Each summer, 80 boys ages 12 to 15, most of them from Utah, spend four weeks on the boys ranch in the Teton Valley, three miles from Victor, Idaho.

In its third year, the Teton Boys Ranch is a descendant of the boys ranch opened by Lowell Bennion, retired University of Utah dean and well-known community worker.

In 1961, Bennion opened a boys ranch, which operated for 24 years and attracted 1,820 boys. Dedicated to helping young boys, Bennion operated the ranch until 1985, when it closed because of financial and other obstacles.

"I'd always wanted a ranch of my own, so I thought I'd share it with some boys," the ever-modest Bennion said in a Deseret News interview two years ago.

But friends know that Bennion had more in mind. He wanted to give boys, in that awkward time of early adolescence, a place where they could develop a positive self-image as they worked in nature. It was never a place for boys who ran afoul of the law, but one where regular boys had an opportunity for self-development.

Two years ago, inspired by Bennion's example, the Teton Boys Ranch was reopened at its old location.

Many of the ranch's alumni, who now have boys of their own, wanted a place where they could send their sons.

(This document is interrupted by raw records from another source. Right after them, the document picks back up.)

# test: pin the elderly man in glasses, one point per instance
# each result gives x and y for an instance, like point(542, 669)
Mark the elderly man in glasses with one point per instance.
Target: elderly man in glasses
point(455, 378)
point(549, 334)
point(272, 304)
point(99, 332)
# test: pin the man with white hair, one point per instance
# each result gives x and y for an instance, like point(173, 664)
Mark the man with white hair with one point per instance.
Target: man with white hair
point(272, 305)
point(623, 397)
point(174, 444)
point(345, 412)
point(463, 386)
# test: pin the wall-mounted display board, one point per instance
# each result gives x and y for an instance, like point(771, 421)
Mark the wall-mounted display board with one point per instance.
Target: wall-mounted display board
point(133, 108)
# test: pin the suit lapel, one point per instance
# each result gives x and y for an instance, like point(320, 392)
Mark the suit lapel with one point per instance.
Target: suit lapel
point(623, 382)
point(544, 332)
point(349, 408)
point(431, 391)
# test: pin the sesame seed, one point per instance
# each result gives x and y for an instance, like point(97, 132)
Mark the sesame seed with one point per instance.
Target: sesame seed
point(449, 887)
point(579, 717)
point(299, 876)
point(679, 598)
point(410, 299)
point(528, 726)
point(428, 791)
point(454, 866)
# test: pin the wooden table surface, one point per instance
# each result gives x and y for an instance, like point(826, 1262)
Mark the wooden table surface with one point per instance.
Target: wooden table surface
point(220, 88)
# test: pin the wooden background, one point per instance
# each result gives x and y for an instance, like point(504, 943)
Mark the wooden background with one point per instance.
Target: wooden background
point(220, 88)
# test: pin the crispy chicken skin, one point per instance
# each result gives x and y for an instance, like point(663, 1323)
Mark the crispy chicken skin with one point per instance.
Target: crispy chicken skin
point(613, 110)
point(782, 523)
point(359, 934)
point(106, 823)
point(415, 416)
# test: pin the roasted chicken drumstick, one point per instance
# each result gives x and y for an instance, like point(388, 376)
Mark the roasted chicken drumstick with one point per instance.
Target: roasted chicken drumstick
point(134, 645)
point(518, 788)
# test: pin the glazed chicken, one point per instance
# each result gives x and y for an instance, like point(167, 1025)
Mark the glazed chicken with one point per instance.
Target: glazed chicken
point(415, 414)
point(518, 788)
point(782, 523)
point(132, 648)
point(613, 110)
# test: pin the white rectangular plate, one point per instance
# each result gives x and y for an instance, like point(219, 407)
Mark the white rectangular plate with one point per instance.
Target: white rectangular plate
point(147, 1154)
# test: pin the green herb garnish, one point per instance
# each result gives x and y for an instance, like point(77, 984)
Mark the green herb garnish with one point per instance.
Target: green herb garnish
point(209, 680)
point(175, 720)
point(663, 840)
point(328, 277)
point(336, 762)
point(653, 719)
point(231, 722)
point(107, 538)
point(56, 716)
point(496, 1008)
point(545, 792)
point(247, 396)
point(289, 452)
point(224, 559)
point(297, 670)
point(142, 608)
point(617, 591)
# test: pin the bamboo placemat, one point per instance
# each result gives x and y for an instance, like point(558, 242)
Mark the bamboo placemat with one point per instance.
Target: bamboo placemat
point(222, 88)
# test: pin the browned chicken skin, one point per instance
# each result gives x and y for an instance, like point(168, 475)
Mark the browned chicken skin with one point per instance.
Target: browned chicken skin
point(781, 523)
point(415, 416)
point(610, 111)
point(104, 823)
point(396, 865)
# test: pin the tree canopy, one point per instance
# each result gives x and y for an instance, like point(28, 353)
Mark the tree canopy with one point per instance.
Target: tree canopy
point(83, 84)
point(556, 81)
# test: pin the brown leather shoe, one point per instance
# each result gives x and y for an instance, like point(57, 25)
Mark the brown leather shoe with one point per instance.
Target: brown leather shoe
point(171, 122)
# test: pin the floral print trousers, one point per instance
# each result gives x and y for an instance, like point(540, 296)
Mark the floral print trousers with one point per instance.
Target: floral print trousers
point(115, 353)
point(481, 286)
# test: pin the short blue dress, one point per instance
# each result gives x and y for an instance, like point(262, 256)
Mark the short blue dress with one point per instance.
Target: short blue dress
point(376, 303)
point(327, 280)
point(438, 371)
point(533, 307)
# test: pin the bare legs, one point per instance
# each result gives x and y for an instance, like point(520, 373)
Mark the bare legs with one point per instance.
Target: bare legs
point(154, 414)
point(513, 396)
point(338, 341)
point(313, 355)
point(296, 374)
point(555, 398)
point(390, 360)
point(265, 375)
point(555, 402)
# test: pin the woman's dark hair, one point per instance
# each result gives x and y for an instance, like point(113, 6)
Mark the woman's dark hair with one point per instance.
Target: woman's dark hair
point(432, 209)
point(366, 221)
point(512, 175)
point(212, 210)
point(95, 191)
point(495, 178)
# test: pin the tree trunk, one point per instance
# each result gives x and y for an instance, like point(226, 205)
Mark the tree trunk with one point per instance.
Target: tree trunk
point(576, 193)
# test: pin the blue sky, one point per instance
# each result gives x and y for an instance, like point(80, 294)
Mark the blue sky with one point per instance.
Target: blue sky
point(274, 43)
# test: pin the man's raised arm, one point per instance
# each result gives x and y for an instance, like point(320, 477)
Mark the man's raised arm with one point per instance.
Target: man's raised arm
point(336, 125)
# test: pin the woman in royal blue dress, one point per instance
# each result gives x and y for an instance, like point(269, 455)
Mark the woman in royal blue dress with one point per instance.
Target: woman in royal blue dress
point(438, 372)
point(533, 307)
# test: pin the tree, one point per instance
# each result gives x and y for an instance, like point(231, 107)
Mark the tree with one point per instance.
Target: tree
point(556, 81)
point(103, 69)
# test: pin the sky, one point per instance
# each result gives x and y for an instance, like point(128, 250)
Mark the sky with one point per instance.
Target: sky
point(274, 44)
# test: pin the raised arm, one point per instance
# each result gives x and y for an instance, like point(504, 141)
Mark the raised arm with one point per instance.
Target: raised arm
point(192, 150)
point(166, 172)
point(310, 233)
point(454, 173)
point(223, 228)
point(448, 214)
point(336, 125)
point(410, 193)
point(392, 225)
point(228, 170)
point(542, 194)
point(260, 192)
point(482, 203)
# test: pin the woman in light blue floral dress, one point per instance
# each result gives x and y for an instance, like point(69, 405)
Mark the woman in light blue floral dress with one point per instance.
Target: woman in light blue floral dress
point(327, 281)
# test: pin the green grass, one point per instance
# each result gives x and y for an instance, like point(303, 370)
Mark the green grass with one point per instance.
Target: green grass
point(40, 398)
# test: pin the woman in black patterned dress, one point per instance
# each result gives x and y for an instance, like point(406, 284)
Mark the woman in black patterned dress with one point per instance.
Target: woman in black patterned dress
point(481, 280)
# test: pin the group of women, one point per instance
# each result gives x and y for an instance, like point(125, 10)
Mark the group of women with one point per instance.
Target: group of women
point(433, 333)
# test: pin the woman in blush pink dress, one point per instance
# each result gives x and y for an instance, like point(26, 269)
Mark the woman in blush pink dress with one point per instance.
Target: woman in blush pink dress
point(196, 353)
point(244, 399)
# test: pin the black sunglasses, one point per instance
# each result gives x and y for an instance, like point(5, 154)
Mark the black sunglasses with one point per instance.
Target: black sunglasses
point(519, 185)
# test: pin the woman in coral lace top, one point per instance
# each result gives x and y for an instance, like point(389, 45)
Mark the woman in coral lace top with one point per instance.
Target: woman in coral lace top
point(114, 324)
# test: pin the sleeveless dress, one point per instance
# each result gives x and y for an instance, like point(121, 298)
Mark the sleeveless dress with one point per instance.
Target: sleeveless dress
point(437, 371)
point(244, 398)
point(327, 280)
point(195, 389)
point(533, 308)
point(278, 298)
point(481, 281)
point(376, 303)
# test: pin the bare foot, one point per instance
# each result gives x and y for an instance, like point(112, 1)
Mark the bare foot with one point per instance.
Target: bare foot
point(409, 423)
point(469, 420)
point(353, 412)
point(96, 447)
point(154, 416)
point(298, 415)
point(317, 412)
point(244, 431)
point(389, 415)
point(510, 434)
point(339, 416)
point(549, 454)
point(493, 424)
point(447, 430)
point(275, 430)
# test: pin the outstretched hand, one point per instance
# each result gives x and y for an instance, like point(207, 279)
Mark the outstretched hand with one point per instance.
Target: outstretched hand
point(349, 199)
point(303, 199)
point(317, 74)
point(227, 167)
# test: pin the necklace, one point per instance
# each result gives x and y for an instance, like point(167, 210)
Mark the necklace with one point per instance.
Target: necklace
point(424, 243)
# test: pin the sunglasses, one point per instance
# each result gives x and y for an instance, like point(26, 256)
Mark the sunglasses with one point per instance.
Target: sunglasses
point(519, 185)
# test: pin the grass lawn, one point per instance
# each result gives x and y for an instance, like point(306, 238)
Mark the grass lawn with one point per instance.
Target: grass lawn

A California philanthropist purchased the old Bennion ranch so the boys could come again.

The non-profit ranch is run by a foundation, headed by Lowell Bennion's son, Steven Bennion, president of Ricks College.

Ranch director Peterson said the ranch remains true to Lowell Bennion's ideals. "We try to maintain and continue the values that Lowell taught . . . . We try to teach the value of doing a job well, the value of enjoying the outdoors, the value of learning to get along and of enjoying the company of others," he said.

Even though he is not directly involved in the ranch's operation, Lowell Bennion still visits the ranch and gives his thoughts on its direction.

The ranch is also run on the same format Bennion set up 30 years ago. The boys have mornings of work building fences, logging, haying and helping neighbors; afternoons of horseback riding and fishing; and evenings of debating politics, social life and the meaning of life.

Last summer, for example, one hot debate topic was whether it was all right to burn the flag in protest. "We sit around in a big circle in the lodge and ask questions. We make sure that every kid in the group gets to stand up and express himself, to tell how he really feels without teachers and parents around," Peterson said.

On Sundays, the boys rest, but there is a non-denominational sermon in the pines.

The boys live in three bunk houses. Last year, the ranch added a lodge and a pond with fish and canoes.

The Bennion Teton Boys Ranch will hold two four-week sessions this summer. There are 10 openings available in the first term and 17 in the second. The terms will be June 17 to July 13 and July 15 to Aug. 10.

The cost is $825 for one term or $1,650 for both terms. Boys may earn back $75 for consistent work during the term.